Ich würde die gerne fest in einem Fenster im Bild einbauen wie zB eine Grafik.
und mit Buttons das Programm aufrufen und bedienen.


----------



## Question_mark (13 September 2006)

*WinCC wird missbraucht*

Hallo,



			
				blueside schrieb:
			
		

> Ich möchte mit WinCC mein Haus steuern, Rolladen, Licht,Heizunng usw..
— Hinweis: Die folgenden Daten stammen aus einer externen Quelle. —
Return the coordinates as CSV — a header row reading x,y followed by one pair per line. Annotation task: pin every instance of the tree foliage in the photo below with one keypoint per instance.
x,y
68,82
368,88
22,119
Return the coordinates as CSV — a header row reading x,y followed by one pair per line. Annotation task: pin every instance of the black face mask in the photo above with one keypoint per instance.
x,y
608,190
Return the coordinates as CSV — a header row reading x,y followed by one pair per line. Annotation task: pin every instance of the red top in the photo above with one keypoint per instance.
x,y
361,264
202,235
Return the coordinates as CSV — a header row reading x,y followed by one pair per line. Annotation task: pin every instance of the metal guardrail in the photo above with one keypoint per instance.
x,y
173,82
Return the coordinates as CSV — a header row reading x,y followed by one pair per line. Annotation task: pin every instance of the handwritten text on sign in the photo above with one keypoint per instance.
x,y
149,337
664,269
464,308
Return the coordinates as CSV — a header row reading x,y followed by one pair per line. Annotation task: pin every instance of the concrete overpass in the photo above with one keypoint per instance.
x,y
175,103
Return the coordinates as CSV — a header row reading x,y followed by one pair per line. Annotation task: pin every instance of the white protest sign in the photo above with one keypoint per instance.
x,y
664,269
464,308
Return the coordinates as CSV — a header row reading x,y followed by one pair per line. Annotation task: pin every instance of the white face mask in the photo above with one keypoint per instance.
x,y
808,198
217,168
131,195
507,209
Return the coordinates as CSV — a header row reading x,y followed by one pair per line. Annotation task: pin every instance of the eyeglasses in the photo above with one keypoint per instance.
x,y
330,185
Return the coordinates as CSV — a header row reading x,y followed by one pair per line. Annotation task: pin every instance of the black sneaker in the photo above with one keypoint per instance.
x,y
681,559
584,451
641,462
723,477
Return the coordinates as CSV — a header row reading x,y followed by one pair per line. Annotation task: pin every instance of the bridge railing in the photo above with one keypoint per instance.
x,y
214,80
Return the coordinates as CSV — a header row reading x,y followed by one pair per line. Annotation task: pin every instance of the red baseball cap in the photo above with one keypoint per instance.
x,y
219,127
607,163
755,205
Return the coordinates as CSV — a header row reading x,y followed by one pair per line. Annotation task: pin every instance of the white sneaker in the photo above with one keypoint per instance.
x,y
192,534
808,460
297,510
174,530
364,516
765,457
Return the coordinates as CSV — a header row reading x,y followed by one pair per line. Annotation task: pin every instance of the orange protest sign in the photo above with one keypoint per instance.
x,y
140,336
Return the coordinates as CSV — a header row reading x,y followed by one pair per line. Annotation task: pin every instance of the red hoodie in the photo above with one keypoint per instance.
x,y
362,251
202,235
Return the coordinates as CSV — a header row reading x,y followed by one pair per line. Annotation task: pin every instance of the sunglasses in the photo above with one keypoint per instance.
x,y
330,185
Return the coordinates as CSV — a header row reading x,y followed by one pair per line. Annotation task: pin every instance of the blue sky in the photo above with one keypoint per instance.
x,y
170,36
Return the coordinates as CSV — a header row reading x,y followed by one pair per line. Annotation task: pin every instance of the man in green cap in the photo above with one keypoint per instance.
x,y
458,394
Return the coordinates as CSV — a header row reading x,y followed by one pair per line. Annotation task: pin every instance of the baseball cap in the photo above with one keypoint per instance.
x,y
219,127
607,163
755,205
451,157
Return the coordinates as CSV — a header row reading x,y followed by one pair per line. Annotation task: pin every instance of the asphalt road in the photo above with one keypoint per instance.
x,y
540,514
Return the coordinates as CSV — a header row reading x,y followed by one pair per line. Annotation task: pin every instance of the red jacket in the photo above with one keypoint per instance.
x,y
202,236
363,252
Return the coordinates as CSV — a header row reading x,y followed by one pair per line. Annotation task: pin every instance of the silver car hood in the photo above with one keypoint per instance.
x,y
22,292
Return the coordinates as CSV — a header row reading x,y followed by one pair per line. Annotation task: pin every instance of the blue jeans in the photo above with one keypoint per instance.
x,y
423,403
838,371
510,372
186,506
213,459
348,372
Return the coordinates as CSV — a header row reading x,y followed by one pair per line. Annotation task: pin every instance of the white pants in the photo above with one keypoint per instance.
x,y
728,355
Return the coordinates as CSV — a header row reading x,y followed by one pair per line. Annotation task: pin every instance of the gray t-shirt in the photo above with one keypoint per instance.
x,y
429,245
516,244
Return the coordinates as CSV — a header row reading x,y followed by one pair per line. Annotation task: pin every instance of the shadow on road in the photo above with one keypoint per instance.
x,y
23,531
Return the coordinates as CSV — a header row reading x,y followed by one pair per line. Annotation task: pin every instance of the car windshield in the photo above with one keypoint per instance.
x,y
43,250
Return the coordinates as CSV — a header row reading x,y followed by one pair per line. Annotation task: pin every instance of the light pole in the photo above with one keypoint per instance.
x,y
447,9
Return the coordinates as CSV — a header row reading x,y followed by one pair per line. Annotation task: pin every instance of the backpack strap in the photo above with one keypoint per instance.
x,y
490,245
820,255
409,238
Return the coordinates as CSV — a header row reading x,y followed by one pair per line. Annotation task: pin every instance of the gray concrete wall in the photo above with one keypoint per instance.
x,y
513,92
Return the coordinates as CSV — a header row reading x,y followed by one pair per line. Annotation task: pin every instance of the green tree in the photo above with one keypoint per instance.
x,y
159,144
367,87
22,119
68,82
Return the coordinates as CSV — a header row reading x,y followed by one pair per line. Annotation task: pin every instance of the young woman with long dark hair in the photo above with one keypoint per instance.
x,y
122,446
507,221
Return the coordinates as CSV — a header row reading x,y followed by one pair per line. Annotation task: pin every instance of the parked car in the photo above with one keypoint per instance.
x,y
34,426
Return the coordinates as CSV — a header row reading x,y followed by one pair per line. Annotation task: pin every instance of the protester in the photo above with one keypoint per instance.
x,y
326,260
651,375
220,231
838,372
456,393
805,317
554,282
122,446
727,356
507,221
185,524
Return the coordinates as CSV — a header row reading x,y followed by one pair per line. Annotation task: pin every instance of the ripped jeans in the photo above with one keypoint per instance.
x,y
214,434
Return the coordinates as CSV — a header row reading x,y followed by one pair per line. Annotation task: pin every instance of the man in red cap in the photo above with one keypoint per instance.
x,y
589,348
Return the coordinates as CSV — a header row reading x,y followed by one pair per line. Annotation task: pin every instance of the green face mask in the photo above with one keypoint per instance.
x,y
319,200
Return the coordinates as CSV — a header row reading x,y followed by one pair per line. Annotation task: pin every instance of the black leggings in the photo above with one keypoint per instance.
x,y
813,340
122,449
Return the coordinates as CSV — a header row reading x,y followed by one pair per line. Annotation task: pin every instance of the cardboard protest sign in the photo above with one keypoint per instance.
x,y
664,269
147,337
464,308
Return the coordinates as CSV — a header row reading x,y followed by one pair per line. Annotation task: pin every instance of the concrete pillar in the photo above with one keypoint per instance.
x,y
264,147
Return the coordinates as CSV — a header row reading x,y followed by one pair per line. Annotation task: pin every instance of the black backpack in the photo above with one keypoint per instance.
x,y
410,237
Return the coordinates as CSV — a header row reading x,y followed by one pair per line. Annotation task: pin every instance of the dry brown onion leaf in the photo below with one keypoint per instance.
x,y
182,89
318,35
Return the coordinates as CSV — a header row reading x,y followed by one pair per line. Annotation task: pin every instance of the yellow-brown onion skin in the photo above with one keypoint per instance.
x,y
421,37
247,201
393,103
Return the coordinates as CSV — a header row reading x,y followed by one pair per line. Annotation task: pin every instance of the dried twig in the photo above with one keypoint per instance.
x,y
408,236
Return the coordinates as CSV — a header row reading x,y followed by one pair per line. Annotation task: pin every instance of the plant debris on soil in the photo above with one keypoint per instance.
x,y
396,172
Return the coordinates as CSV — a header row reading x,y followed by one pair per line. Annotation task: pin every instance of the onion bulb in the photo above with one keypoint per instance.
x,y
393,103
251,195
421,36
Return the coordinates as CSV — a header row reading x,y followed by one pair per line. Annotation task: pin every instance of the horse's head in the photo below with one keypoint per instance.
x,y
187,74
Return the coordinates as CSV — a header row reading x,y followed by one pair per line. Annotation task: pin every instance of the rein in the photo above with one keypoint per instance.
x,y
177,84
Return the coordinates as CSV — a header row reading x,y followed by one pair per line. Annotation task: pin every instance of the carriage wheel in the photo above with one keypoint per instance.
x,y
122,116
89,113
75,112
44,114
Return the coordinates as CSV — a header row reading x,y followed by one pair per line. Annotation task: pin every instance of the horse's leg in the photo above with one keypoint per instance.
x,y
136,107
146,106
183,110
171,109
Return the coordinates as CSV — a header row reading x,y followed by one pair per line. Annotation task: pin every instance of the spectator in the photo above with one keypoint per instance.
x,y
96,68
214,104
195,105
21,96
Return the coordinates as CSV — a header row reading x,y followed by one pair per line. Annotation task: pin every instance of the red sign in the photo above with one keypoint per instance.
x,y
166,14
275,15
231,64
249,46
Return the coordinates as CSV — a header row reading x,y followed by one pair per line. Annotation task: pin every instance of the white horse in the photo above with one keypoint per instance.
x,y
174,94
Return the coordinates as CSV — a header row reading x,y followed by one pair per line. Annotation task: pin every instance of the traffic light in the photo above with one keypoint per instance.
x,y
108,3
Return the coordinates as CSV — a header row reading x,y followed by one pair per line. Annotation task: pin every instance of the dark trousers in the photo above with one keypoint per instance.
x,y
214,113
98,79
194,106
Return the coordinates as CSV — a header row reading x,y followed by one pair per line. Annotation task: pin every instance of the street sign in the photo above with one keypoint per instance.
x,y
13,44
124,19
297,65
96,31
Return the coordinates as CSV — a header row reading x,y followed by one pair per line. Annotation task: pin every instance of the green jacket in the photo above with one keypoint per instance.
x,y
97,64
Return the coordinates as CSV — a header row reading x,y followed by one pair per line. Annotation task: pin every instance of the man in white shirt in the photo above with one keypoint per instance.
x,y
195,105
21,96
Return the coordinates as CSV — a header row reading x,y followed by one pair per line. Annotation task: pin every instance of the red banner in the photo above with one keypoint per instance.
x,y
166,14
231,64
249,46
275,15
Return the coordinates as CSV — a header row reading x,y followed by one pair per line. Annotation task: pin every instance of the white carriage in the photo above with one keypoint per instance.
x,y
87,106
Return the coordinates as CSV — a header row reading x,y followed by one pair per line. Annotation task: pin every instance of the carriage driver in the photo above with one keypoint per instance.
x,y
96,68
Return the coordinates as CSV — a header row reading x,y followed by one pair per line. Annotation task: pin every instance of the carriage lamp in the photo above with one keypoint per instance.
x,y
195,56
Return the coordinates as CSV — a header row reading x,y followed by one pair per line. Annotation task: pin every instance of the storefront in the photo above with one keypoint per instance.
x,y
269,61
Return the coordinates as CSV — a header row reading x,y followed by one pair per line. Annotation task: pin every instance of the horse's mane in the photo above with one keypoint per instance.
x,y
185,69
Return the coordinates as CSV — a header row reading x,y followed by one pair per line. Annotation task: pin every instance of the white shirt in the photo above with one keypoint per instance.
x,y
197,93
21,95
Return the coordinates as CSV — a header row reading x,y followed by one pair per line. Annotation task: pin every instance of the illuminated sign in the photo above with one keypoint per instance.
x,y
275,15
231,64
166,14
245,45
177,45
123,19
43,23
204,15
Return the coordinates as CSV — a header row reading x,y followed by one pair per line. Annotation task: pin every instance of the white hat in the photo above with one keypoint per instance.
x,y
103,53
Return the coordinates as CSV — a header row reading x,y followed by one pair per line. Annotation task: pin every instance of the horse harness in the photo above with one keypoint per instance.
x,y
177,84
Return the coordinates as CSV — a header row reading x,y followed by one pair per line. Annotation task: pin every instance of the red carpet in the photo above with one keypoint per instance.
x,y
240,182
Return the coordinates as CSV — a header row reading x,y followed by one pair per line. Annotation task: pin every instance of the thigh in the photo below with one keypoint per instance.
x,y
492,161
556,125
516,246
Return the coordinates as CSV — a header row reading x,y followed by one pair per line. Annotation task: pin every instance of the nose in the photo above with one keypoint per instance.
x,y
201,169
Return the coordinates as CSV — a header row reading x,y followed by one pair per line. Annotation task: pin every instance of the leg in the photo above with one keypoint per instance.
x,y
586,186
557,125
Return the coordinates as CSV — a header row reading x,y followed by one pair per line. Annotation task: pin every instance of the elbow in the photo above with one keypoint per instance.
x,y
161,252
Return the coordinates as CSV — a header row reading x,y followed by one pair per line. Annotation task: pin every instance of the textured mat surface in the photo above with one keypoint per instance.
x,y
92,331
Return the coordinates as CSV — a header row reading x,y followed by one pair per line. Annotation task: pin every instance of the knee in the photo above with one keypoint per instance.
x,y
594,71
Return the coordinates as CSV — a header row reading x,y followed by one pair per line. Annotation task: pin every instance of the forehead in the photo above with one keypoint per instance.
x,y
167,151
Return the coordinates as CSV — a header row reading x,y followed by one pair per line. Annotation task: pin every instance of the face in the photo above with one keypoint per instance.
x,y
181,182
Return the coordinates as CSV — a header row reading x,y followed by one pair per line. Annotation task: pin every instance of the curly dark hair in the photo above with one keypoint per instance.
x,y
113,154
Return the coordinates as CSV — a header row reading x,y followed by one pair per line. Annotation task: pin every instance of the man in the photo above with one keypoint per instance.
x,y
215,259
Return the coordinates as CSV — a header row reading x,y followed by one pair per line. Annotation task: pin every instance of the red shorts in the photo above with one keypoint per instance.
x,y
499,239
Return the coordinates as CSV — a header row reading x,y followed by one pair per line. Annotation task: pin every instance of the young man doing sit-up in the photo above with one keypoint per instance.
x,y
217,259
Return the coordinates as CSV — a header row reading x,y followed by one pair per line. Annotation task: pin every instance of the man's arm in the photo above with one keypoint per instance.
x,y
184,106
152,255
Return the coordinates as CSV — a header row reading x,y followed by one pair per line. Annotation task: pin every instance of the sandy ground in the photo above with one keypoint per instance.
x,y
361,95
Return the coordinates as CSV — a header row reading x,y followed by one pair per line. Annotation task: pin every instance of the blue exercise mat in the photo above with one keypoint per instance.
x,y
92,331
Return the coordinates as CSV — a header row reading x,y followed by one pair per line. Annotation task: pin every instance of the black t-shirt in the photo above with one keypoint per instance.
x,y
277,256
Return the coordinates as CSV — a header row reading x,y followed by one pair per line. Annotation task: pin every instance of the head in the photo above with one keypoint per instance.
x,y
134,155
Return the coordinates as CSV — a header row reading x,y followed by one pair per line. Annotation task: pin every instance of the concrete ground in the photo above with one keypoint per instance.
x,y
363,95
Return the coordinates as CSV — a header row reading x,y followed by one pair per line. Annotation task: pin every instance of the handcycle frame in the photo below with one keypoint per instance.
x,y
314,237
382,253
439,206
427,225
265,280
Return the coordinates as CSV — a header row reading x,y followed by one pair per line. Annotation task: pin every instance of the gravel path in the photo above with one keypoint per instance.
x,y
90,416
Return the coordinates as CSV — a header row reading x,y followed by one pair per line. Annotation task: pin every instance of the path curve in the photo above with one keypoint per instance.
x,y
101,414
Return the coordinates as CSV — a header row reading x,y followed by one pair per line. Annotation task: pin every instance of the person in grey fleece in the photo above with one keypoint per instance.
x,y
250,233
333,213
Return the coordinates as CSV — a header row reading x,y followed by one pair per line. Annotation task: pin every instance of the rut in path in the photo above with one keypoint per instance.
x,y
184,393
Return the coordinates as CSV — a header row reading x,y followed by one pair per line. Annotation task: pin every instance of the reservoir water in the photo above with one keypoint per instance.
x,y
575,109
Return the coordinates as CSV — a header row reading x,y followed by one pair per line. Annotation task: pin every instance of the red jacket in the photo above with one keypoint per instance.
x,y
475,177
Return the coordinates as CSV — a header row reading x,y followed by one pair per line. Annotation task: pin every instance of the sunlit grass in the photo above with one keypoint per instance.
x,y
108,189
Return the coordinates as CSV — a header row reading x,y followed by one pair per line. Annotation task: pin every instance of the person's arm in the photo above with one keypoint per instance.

Naja, für eine 1024-Lizenz mit CS und RT ca. 4.500- Euronen zzgl. der erforderlichen Hardware (aber jetzt wirklich nur am unteren Limit geschätzt) für eine simple Haussteuerung hinzulegen, finde ich schon recht happpig. Und dann noch nebenbei WinCC als Entertainment Center. Vergiss es lieber...    

Gruss

Question_mark


----------



## Bender25 (14 September 2006)

Wie gesagt, für Musik gibt és den Mediaplayer. Der Funktioniert. Internet kannst du den Internetexplorer integrieren. Aber wie Question_mark schon sagt ist WinCC für den "normalen Hausgebrauch" einfach zu teuer. für das Geld bekommst du ein schönes EIB Touchpanel das dies auch alles kann. Dazu noch (ich nehme mal an das du eine S7 im Haus hast) einen schöne EIB/DP Koppler von Siemens und du kannst dich austoben.


----------



## bluside (15 September 2006)

Tja das ist jetzt zu spät sich Gedanken um die Kosten zu machen.
Das meiste hab ich schon.Vieles davon aber auch gesponsert.   
Meine nächste sorge ist die Kopplung zu Eib.
Ich komme mehr aus der PCS7 Welt und hab überhaupt keine Auhnung von STEP7 .
Kann mir einer ein paar Tips geben zu DP / EIB Link.
Meine Hardware

CPU 318-2 DP
DP / EIB Link
ein paar DO , DI  ,AO , AI
TP 270
IP Scnittstelle N148/21

Danke

MfG

Jani


----------



## Question_mark (16 September 2006)

*Die bunte Welt von PCS7*

Hallo,



			
				blueside schrieb:
			
		

> Ich komme mehr aus der PCS7 Welt und hab überhaupt keine Auhnung von STEP7 .



Die PCS7 Welt ist die durchgängige Verbindung von STEP7 und WinCC. Wieso hast Du dann keine Ahnung (lt. Deinem Post) von STEP7    
Das verstehe ich jetzt nicht so richtig, kannst Du uns über die Hintergründe aufklären, ich raff das jetzt nicht....

Gruss

Question_mark


----------



## bluside (16 September 2006)

Hallo Question_mark

Ich arbeite mit CFC 
In sache AWL , Datenbausteine usw. bin ich nicht so fit.
Leider hab ich auch nicht die nötige Zeit mich damit zu bescheftigen.
Ich bin am Bauen und häng die genze Zeit auf der Baustelle.
Ich muß so schnell wie möglich die Kopplung hinkriegen sonst funktioniert ein Teil der der Alage nicht , um genau zu sein  das Licht und Die Heizung.
Könntes du mir da weiter Helfen.

Danke

MfG
Jani


----------



## Bender25 (16 September 2006)

hm... also ich versteh das ganze auch nicht... wenn du schon sagst, das du EIB einsetzt wozu noch eine SPS und WinCC??
Klar kann man noch tolle Dinge in Verbindung mit einer S7 und EIB realisieren. Aber ganz so einfach ist die Sache nicht mit dieser Kopplung.

Naja. Du wirst schon wissen was du machst. 
hier der Link zu dem Profibus/EIB Koppler 
http://www.automation.siemens.com/net/html_00/produkte/020_eib_link.htm


----------



## Praktikant (17 September 2006)

hi, wende dich mal an martin j.

http://www.knx-user-club.de/forum/showthread.php?t=6147&highlight=wincc


----------